Los productos cosméticos son una de las categorías de productos de cuidado personal más utilizadas en todo el mundo. Por lo tanto, deben fabricarse de manera segura y eficaz. Para garantizarlo, las Autoridades Sanitarias de todo el mundo han establecido ciertas Buenas Prácticas de Fabricación (GMP). En Europa, el Reglamento de Cosméticos (CE) 1223/2009 exige a los fabricantes que se adhieran a la norma ISO 22716 al producir los productos cosméticos.
Buenas Prácticas de Fabricación según la norma ISO 22716
La norma ISO 22716 define ciertos estándares de calidad y seguridad para los productos cosméticos que se comercializan en el mercado europeo. Estandariza los siguientes aspectos a tener en cuenta:
1. Instalaciones
Las instalaciones deben estar ubicadas y diseñadas de tal manera que garanticen la seguridad y eficacia del producto y deben ser regularmente desinfectadas y mantenidas adecuadamente para evitar la contaminación de materias primas/productos/flujos operativos.
2. Equipos
El equipo utilizado debe ser adecuado para el propósito del producto y el proceso de fabricación. Debe mantenerse en una condición que evite cualquier contaminación cruzada.

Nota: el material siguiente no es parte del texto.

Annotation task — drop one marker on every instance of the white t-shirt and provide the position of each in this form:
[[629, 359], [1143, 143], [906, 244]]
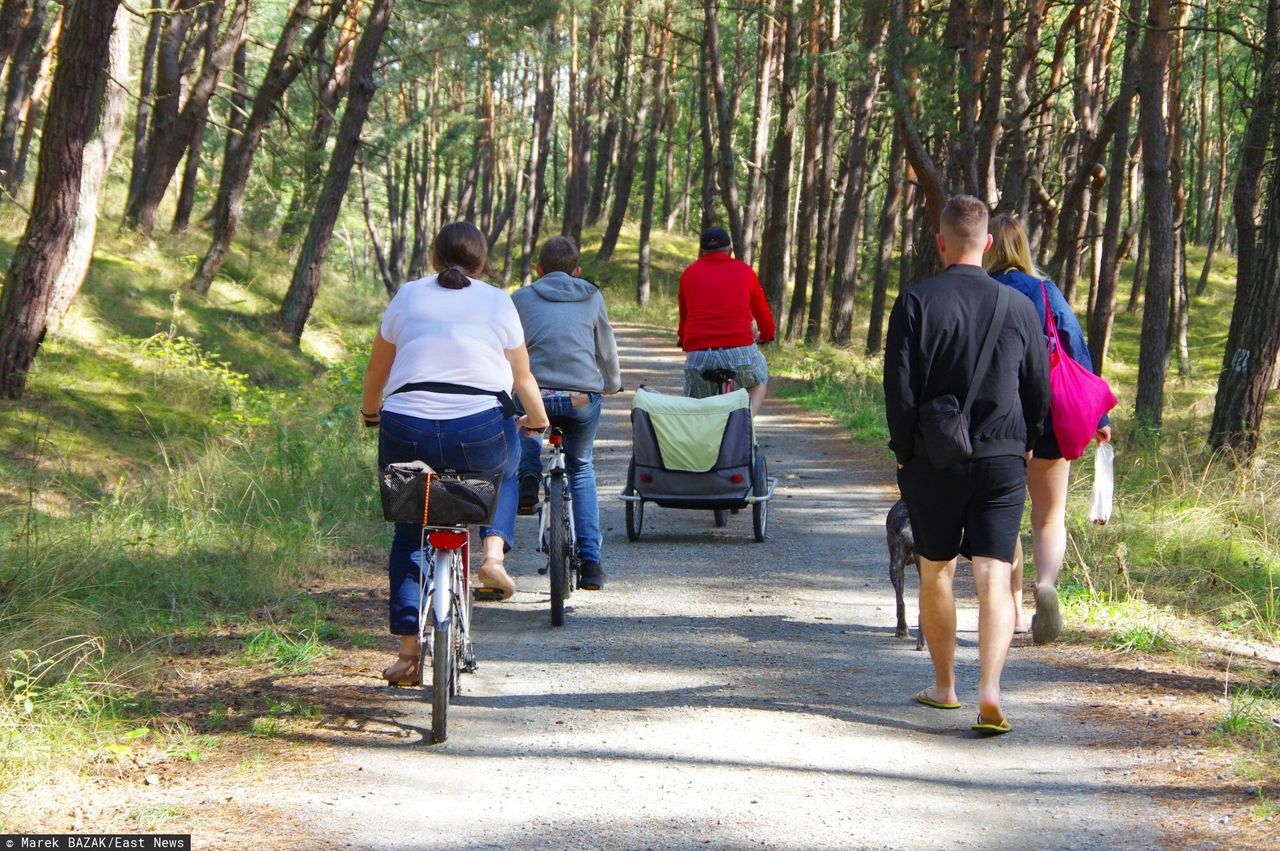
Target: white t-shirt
[[451, 335]]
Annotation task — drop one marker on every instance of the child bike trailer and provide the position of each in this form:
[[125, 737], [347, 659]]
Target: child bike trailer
[[695, 453]]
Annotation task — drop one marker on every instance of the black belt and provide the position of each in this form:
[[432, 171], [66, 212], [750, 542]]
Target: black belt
[[508, 406]]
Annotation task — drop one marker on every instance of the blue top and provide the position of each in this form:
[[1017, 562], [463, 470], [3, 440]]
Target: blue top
[[1068, 326]]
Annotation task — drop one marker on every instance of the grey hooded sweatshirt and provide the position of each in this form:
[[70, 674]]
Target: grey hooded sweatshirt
[[567, 332]]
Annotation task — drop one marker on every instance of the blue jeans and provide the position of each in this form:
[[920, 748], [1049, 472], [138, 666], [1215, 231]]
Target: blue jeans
[[579, 426], [483, 443]]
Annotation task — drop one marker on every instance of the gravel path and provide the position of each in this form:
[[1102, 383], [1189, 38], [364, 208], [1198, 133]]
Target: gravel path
[[728, 694]]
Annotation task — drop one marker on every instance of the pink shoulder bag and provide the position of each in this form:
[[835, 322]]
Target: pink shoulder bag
[[1079, 397]]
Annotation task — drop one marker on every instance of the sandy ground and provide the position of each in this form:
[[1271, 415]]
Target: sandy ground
[[730, 694]]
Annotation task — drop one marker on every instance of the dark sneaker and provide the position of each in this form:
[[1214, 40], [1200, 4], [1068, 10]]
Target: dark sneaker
[[590, 576], [1047, 621], [528, 494]]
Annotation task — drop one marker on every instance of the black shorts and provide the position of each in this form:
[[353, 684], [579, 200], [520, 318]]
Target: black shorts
[[977, 502]]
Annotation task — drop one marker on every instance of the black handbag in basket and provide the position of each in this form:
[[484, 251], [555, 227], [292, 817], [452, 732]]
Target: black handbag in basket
[[414, 493]]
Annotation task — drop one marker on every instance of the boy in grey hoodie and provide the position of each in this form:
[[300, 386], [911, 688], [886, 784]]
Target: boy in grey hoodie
[[575, 360]]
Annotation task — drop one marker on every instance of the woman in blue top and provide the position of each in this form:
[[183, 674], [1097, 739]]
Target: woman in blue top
[[1010, 262]]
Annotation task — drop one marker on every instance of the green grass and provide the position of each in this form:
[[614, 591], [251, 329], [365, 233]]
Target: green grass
[[176, 465], [1251, 727], [1142, 637]]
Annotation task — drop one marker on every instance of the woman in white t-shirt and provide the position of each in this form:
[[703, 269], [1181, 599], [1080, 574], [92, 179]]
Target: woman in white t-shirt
[[449, 329]]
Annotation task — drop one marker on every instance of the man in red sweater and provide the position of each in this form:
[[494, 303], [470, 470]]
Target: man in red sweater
[[720, 296]]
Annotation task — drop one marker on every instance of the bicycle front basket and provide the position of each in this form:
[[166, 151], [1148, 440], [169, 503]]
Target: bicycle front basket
[[456, 501]]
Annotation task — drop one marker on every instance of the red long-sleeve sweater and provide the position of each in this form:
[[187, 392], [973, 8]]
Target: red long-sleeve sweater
[[720, 296]]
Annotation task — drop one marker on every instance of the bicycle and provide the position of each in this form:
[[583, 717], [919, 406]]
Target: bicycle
[[556, 529], [444, 617]]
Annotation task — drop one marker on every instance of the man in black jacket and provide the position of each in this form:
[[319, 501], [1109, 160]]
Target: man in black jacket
[[936, 334]]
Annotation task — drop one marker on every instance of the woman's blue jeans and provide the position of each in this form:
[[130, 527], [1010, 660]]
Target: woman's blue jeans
[[579, 426], [484, 444]]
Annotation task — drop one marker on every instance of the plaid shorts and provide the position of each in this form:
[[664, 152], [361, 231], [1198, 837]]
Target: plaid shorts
[[746, 362]]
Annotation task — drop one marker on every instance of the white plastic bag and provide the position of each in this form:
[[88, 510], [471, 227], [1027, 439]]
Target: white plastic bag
[[1104, 483]]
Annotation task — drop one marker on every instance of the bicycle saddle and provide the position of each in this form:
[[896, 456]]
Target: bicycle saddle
[[720, 375]]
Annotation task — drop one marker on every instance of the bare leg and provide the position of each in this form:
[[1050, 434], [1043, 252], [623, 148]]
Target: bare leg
[[1046, 484], [1015, 585], [995, 631], [938, 621], [493, 572], [405, 668], [1046, 481], [757, 392]]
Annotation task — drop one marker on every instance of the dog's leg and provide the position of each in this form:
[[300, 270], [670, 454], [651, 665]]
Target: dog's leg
[[895, 576], [919, 630]]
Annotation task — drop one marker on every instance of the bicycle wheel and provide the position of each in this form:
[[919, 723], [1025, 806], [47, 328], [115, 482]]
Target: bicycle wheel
[[557, 548], [442, 681], [634, 509], [759, 486]]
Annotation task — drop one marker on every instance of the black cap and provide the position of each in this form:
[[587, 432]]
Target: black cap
[[714, 239]]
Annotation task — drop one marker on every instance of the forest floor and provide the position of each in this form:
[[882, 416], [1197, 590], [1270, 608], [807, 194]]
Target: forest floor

3. Materia prima y artículos de embalaje
Las materias primas y los materiales de embalaje utilizados en el proceso de fabricación deben cumplir con un conjunto de criterios definidos y pertinentes para garantizar la calidad del producto terminado. Los fabricantes deben establecer un proceso dinámico de cadena de suministro para las materias primas a fin de rastrear fácilmente cualquier problema que pueda surgir durante la adquisición. Además, la compra y recepción de materias primas también están sujetas a normas estrictas y deben ser realizadas únicamente por personal cualificado.
4. Proceso de fabricación
Para asegurar que el producto cosmético terminado cumpla con los estándares de calidad, se deben tomar varias medidas de precaución, tales como:
- El proceso de fabricación debe resumirse y documentarse adecuadamente, junto con la información relevante sobre las materias primas, la fórmula y el equipo necesario.
- Los puntos de control de calidad deben ser claramente identificados
- Los lotes deben numerarse y etiquetarse correctamente para facilitar su identificación.
- Para minimizar el riesgo de contaminación, la instalación de fabricación debe ser revisada a fondo para garantizar una seguridad sin compromisos
5. Producto terminado
Las organizaciones deben establecer ciertos estándares de calidad para el producto terminado antes del inicio del proceso de fabricación. Estos estándares de calidad también deben mantenerse durante el almacenamiento, suministro y distribución del producto. Cuando el producto se introduce en el mercado, debe cumplir con los estándares de calidad definidos.
Cumplir con los requisitos GMP de una región es necesario para entregar productos cosméticos seguros y eficaces a cualquier mercado. No hacerlo puede resultar en posibles retiradas de productos y una carga financiera significativa. Para evitarlos, comience a alinearse con los requisitos GMP específicos de cada región; en el caso de la UE, alinee con las directrices GMP según la Norma ISO 22716 y prepárese para auditorías repentinas.